Menyelamatkan Tuntong Laut dari Kepunahan

0
179
Tuntong laut (Batagur borneoensis). (Foto: Istimewa)

JAKARTA – Nama hewan reptil ini mungkin masih terdengar asing bagi banyak orang. Tuntong laut (Batagur borneoensis) adalah salah satu dari 29 spesies kura-kura air tawar dan darat yang ada di Indonesia. Hewan ini lebih banyak menghuni wilayah air payau, seperti muara sungai, anak sungai, hutan bakau, dan daerah yang terpengaruh oleh pasang surut laut.

Daerah penyebarannya meliputi Pulau Sumatra, Kalimantan, serta sebagian kecil wilayah di Malaysia, Thailand, dan Brunei Darussalam. Hewan ini memiliki beberapa nama lain, contohnya di Sumatra disebut sebagai beluku, sementara di Kalimantan dikenal dengan nama tum-tum.

Reptil bertempurung keras ini juga sering dikenal sebagai tuntung atau tuntong semangka, karena bagian punggung tempurungnya memiliki warna gading atau cokelat muda kehijauan yang menyerupai buah semangka.

Ketika masih berusia di bawah enam bulan, tempurungnya memiliki tiga lapisan. Namun, seiring pertumbuhannya, jumlah lapisan ini akan menyatu menjadi satu. Berbeda dengan kura-kura darat yang memiliki tempurung berbentuk kubah dan berat, tempurung tuntong lebih datar dan ringan.

Keberadaan rongga kosong di antara tulang-tulang tempurung, yang disebut fontanelles, menjadikan reptil ini mampu berenang dengan cepat dan mengapung di permukaan air. Meskipun sebagian besar waktu mereka dihabiskan di atas air, pada pagi atau sore hari mereka naik ke darat untuk berjemur.
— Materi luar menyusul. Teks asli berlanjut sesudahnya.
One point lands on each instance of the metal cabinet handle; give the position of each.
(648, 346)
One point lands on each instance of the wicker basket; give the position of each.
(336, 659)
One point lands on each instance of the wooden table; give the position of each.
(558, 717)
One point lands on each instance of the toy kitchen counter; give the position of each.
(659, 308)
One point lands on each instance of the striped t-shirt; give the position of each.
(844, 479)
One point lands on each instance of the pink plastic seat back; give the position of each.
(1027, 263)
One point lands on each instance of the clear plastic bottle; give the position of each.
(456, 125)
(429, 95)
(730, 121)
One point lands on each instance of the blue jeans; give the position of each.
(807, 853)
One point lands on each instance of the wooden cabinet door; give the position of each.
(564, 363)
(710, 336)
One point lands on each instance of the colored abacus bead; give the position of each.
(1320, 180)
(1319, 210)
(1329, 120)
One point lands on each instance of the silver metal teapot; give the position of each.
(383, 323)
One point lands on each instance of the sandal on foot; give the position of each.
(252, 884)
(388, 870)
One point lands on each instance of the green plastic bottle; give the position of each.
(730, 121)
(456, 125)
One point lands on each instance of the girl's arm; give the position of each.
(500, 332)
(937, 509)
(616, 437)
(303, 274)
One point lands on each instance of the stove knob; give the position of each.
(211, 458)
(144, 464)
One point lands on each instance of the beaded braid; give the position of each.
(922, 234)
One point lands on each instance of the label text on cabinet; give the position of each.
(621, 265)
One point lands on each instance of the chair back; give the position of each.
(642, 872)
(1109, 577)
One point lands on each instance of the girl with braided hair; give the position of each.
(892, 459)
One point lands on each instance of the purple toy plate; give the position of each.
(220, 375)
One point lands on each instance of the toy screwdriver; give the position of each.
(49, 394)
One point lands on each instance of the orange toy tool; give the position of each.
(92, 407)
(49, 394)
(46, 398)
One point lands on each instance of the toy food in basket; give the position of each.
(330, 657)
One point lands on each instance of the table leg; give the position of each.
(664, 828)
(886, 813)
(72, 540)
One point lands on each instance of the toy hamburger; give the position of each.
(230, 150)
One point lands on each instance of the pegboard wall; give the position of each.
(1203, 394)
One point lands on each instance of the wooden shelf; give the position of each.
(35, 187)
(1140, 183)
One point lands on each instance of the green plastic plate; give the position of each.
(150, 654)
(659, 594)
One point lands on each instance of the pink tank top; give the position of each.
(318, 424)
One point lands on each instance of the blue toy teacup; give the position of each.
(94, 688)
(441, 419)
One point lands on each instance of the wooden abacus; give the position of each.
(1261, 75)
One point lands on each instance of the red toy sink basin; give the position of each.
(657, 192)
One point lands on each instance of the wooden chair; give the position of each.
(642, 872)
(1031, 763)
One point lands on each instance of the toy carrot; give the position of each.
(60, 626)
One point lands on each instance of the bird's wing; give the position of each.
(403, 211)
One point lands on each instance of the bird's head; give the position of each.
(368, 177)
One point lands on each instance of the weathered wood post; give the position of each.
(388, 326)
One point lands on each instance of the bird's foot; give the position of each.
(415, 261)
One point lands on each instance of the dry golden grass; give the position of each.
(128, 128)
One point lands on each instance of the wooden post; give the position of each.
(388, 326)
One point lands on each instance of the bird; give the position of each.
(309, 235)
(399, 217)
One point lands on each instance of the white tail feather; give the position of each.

Tuntong memiliki persamaan dengan kura-kura darat dalam hal memiliki lapisan sisik keras yang terbuat dari keratin yang disebut scute, untuk memperkuat tempurung mereka. Mereka juga pemakan tumbuhan dan gemar mengonsumsi buah dan sayuran. Namun, dalam beberapa kasus, mereka bahkan mengonsumsi limbah plastik di air karena keliru menganggapnya sebagai makanan.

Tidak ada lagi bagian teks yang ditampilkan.